Tout d'abord parce que, si l'on y réfléchit bien, depuis le matin de Pâques en fait, l'essentiel a été dit : le Christ est venu parmi les hommes pour leur apporter la bonté et leur rappeler à quel point l'exigence de cette bonté est au centre de toute vie digne de ce nom ; puis il a tenu bon, il est resté fidèle à la bonté, alors que la fureur des hommes s'est déchaînée contre lui ; enfin, il a été ressuscité, montrant ainsi que pour celui qui aime, la vie ne s'éteint jamais. C'est déjà un incroyable programme en soi que voulez-vous y ajouter ?
Ensuite, on peut se demander si l'événement de Pentecôte n'est pas un post-scriptum inutile, parce que, ce qui nous en est dit est tout de même bien diffus et bien compliqué. Ces disciples, pris par cette sorte de transe, qui parlent dans toutes langues et comprennent toutes les langues, alors qu'ils ne les ont jamais apprises, c'est tout de même peu raisonnable, voire franchement effrayant pour un lecteur éclairé ! Pourquoi donc rajouter de l'étrange et de l'incompréhensible aux pages si belles et si claires de l'Evangile ?
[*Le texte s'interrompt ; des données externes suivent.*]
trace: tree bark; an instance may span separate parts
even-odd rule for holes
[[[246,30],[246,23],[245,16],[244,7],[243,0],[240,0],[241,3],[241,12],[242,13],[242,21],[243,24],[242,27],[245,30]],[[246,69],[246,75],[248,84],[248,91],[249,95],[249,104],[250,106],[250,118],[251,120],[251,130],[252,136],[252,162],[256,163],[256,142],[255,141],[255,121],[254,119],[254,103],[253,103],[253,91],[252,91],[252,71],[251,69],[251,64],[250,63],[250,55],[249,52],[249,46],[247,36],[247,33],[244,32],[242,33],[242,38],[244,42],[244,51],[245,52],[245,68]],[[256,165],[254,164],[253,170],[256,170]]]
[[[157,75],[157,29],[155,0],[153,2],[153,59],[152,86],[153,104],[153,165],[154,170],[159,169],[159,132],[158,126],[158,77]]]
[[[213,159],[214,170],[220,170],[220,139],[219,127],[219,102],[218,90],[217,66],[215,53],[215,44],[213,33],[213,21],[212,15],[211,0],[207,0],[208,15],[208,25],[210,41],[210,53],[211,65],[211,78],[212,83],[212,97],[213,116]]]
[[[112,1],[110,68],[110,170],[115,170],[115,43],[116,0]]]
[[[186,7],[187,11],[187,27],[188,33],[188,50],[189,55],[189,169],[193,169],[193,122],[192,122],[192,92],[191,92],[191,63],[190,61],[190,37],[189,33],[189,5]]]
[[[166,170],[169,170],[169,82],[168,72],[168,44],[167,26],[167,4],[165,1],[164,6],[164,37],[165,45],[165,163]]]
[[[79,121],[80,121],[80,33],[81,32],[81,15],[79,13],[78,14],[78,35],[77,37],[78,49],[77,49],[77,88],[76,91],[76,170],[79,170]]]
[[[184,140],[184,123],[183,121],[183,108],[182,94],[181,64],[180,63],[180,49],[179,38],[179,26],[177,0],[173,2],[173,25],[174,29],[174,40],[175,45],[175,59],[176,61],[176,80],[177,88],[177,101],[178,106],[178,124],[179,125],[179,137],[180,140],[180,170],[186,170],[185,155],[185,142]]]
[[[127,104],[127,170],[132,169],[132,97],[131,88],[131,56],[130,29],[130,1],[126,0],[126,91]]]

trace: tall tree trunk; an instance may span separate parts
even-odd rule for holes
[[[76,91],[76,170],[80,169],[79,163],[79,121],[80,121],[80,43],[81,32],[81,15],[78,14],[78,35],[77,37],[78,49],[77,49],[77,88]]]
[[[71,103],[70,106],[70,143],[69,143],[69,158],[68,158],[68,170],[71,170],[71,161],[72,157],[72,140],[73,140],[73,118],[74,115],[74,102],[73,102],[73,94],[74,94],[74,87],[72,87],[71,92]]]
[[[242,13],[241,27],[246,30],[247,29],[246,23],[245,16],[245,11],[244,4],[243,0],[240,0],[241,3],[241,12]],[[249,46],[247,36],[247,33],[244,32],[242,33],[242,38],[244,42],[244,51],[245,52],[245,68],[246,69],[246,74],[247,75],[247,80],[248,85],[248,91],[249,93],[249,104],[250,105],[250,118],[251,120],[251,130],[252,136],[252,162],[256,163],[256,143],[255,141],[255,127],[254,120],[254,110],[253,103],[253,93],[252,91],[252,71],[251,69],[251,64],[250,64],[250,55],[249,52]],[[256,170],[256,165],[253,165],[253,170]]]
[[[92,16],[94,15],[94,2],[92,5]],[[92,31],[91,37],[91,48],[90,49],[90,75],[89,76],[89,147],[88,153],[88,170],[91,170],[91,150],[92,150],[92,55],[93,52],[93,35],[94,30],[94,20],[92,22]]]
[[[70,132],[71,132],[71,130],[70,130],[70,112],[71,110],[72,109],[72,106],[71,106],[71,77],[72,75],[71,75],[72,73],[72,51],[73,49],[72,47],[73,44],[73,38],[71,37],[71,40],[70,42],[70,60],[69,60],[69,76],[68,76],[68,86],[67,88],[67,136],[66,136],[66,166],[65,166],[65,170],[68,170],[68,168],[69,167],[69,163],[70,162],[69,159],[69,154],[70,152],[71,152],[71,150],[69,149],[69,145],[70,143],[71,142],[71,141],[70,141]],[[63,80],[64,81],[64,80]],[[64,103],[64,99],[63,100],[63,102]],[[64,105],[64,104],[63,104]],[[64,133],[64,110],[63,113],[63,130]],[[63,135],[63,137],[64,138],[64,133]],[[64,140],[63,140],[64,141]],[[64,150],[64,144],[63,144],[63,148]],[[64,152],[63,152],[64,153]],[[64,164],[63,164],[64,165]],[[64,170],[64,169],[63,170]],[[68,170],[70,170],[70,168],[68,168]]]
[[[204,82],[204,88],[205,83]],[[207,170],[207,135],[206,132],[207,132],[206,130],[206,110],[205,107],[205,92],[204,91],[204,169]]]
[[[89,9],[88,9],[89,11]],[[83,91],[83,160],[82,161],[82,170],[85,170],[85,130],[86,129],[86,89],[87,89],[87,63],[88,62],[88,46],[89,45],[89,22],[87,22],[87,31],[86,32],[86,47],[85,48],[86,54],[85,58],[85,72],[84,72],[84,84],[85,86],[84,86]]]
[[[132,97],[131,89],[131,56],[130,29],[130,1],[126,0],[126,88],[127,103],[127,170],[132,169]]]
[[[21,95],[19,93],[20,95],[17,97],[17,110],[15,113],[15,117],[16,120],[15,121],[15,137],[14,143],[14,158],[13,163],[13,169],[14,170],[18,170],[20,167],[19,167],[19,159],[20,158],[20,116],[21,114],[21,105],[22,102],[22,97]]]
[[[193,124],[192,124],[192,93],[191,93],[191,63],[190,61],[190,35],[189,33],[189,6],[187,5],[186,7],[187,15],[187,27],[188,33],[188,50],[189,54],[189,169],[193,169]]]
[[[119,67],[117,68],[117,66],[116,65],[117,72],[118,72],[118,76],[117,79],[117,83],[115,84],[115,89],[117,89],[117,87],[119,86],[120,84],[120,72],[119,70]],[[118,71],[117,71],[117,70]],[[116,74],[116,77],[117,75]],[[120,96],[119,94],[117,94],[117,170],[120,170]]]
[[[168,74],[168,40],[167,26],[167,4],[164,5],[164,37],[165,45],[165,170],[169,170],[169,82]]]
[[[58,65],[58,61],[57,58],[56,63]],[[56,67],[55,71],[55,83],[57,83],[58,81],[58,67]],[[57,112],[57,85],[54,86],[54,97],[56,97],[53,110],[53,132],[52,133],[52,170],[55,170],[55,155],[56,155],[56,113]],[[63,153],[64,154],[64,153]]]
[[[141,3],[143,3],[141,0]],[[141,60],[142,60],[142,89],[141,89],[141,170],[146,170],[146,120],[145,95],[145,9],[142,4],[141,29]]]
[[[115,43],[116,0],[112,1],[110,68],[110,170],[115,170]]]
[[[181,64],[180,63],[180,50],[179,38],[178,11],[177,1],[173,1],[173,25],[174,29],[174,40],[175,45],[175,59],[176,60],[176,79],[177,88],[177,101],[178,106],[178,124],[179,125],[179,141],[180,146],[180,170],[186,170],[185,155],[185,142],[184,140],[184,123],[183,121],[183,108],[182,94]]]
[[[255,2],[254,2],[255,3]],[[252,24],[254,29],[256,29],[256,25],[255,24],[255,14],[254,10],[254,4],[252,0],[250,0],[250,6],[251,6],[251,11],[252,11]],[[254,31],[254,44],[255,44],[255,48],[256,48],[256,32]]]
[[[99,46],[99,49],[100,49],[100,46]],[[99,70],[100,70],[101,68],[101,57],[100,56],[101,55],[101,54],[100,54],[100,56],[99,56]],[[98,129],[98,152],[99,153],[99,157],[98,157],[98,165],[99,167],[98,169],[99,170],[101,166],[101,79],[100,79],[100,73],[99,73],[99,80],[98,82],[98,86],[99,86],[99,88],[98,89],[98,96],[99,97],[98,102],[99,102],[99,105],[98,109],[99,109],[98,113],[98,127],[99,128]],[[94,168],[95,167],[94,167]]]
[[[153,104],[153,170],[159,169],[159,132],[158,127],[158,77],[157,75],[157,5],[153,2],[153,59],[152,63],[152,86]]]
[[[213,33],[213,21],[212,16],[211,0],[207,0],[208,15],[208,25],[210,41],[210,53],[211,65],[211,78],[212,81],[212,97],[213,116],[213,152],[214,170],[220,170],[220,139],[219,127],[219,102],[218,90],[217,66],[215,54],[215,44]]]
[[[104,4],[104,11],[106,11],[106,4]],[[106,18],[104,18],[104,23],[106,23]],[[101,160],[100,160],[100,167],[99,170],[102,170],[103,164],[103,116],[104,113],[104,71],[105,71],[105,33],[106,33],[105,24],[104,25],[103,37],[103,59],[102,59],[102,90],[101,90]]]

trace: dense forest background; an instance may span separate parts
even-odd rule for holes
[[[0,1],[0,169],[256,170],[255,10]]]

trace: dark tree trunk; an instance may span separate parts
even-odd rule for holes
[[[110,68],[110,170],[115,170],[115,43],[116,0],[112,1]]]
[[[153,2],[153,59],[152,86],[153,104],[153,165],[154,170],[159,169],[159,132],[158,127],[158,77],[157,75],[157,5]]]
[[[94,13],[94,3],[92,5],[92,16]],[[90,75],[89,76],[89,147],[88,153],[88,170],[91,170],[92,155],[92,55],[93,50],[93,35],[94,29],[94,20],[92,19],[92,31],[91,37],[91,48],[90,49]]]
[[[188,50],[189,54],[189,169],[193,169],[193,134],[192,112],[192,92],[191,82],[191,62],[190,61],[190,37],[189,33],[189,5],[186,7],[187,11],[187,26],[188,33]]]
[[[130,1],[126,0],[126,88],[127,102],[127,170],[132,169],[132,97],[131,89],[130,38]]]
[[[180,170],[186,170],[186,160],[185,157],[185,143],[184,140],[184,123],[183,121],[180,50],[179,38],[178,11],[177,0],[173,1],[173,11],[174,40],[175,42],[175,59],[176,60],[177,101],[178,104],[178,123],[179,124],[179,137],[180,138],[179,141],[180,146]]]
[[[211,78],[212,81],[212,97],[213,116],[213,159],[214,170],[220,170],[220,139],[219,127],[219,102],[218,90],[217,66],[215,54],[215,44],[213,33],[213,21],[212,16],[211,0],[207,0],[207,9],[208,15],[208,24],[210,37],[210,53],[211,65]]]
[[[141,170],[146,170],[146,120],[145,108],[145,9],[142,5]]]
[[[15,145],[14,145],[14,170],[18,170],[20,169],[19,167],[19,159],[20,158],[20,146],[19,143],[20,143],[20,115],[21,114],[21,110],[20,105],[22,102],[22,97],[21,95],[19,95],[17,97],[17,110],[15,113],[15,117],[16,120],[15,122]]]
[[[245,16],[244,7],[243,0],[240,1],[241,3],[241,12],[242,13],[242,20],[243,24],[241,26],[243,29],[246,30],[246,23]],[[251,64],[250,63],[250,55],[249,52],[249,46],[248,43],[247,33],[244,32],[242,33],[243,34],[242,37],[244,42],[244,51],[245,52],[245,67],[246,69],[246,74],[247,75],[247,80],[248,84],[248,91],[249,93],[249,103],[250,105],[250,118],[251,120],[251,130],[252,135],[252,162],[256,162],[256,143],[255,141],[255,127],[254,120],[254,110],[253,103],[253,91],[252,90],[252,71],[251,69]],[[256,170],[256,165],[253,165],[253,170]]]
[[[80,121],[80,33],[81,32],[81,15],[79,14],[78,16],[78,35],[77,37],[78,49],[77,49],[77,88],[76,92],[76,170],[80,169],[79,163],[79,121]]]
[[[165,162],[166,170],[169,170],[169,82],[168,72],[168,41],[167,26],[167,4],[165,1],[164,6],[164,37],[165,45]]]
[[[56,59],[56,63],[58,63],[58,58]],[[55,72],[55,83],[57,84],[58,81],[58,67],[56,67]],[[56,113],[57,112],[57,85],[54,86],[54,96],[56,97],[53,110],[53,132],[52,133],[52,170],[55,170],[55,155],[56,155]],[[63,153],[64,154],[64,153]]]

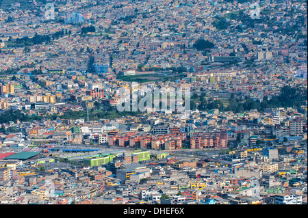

Vous l'aurez compris d'emblée : je pense bien évidemment que l'événement de Pentecôte n'a rien d'accessoire et n'est pas un simple appendice anecdotique. Au contraire, à mon avis, c'est la conclusion indispensable à toute l'histoire du Christ, à sa vie, à sa mort, à sa résurrection. Sans Pentecôte, tout cela ne serait qu'un détail dans l'histoire du monde et, surtout, n'aurait servi à rien ! De quoi s'agit-il donc ? Que fêtons-nous au juste, en ce jour ?

Un nouveau printemps
Pentecôte, c'est l'émergence d'un nouveau printemps. Dans la vie fatiguée, blessée, désillusionnée des disciples, c'est l'arrivée d'un souffle nouveau qui leur redonne l'énergie de vivre, de penser, de comprendre et de croire. C'est bien gentil de garder en soi le souvenir du maître, la nostalgie de la tendresse dont il rayonnait, de l'énergie dont il disposait pour guérir les autres et pour raviver chez eux le feu de l'espoir. C'est bien gentil de se souvenir de ses paroles et des recommandations qu'il leur a laissées pour qu'ils poursuivent l'œuvre qu'il a entreprise. Mais tout cela est bien vide et bien inutile pour eux, s'ils ne retrouvent pas d'abord, tout au fond d'eux-mêmes - tout à la racine de leur être - le souffle pour se lever, l'énergie pour se remettre en route et le feu intérieur pour se montrer chaleureux, communicatifs et rester en éveil.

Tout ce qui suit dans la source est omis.